Быстро стуча каблуками, сбегает в сторону парковки.
— Ты чо творишь? — сипит Дамир.
— Я тебе показываю, Дамир, что все смертны. И твоя смерть очень близко… Ты не успеешь воспользоваться всем тем, что купил, продав Леру. Подумай ещё раз… Не топи свою дочь.
— Ты мне это говоришь, купленный мальчик?!
— А… да…
Достаю карту, на которую он перевёл мне бабки.
— Я наш договор тоже расторгаю. В одностороннем порядке. Бабки твои возвращаю.
Швыряю ему под ноги карту.
— Ты труп.
— Глупо угрожать тому, кто в тебя целится.
— Выстрелить здесь — безумие!
— Возможно, — опускаю я ствол.
— Мои люди тебя найдут.
— Не с тем воюешь, Дамир. Пока ты будешь целиться в меня, твой человек будет целиться тебе в затылок. Возможно, я единственный, кто знает твою «крысу».
— Ты блефуешь!
— А если нет?
— Говори.
— Только после тебя. Скажи правду Лере. Про Георга. Про ваш договор. Про наш договор. Пусть у неё будет право решать.
Вижу, как он тихо бесится от ярости и бессилия.
— Это невозможно.
— Согласен, дилемма непростая. Быть живым, но нищим или состоятельным, но мёртвым. Но если правда будет озвучена Лере, я сяду на детектор, и ты убедишься, что я не вру. Ты выживешь… Счёт у тебя на дни.
— Нет! — взрывается он. — Приблизишься к Лере — тебя положат.
— Тогда всё, что ты делаешь — глупая дешёвая агония, Дамир. Потому что следом за мной тут же ляжешь и ты от своей «крыски».
Убираю ствол за пояс и спокойно ухожу. Теперь ему надо хорошо подумать, прежде чем заказывать меня. И у меня точно есть несколько дней.
— Шампанское… — ставят на столик между нами поднос с бокалами.
Наша ложа сама лучшая — губернаторская. Третьего звонка ещё не было… Забираю с подноса бокал, проваливаюсь в мягкое кресло. Вот и третий звонок. Свет в зале гаснет. С удовольствием бы выпила пару бокалов, чтобы отпустил этот изматывающий спазм ужаса в животе, но мне нельзя. Только немного пробую, чтобы составить компанию Георгу. Я благодарна ему за попытки отвлечь меня от всего, что навалилось за последние дни.
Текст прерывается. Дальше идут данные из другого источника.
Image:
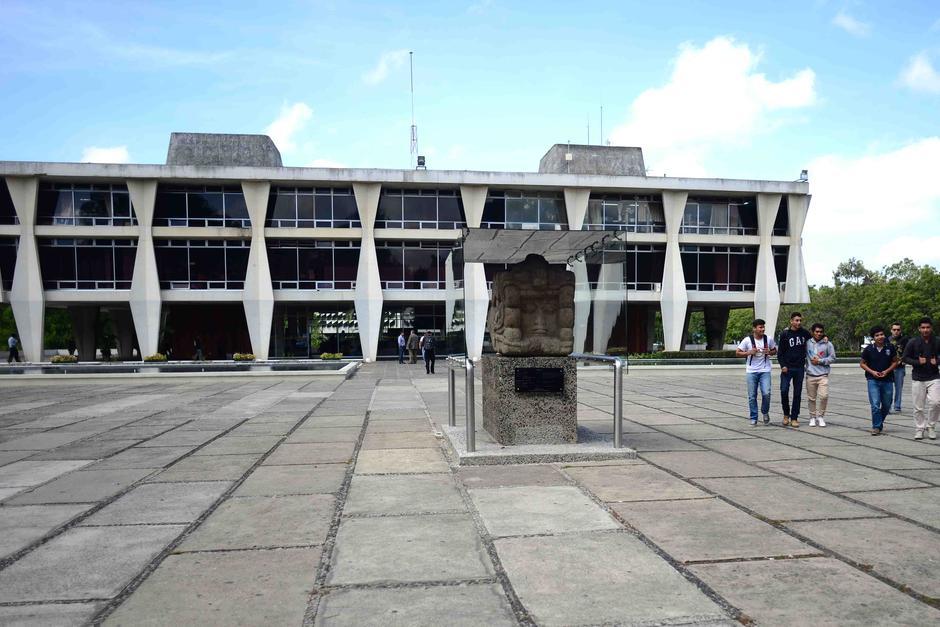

На автомате открываю сумочку, чтобы выключить телефон на время спектакля. Но он выключен и так…
Отец обещал мне, что не убьёт его. Я не знаю, верить или нет. Я даже не могу договориться с собой — заслуживает он смерти или нет. Потому что из них двух — моего ребёнка и моего бывшего мужа, я выберу, конечно же, ребёнка. И если Роман — угроза для него… Но я надеюсь, что отец решит вопрос с заказчиком, и я перестану быть мишенью. Пусть катится к чёрту живым и здоровым этот ублюдок. Да, я не хочу, чтобы отец моего ребёнка был убит.
— Лерочка… Остановись.
— Что?
Ощущаю, что на моём лице опять страдательная судорога. Господи…
— Переключись. Другого варианта у тебя нет. Всё. Этого человека больше нет в твоей жизни.
— На этого мне плевать. Я оплакиваю другого, Георг. Которого выдумала.
— Он того не стоит.
— Тот, которого я выдумала — стоит, Георг. Я его люблю…
— Отформатируй себя. Тебе станет легче.
— Ты смог отформатировать себя, когда умерла мама?
— Туше… Но я пытался. И делаю это сейчас. Попытайся и ты.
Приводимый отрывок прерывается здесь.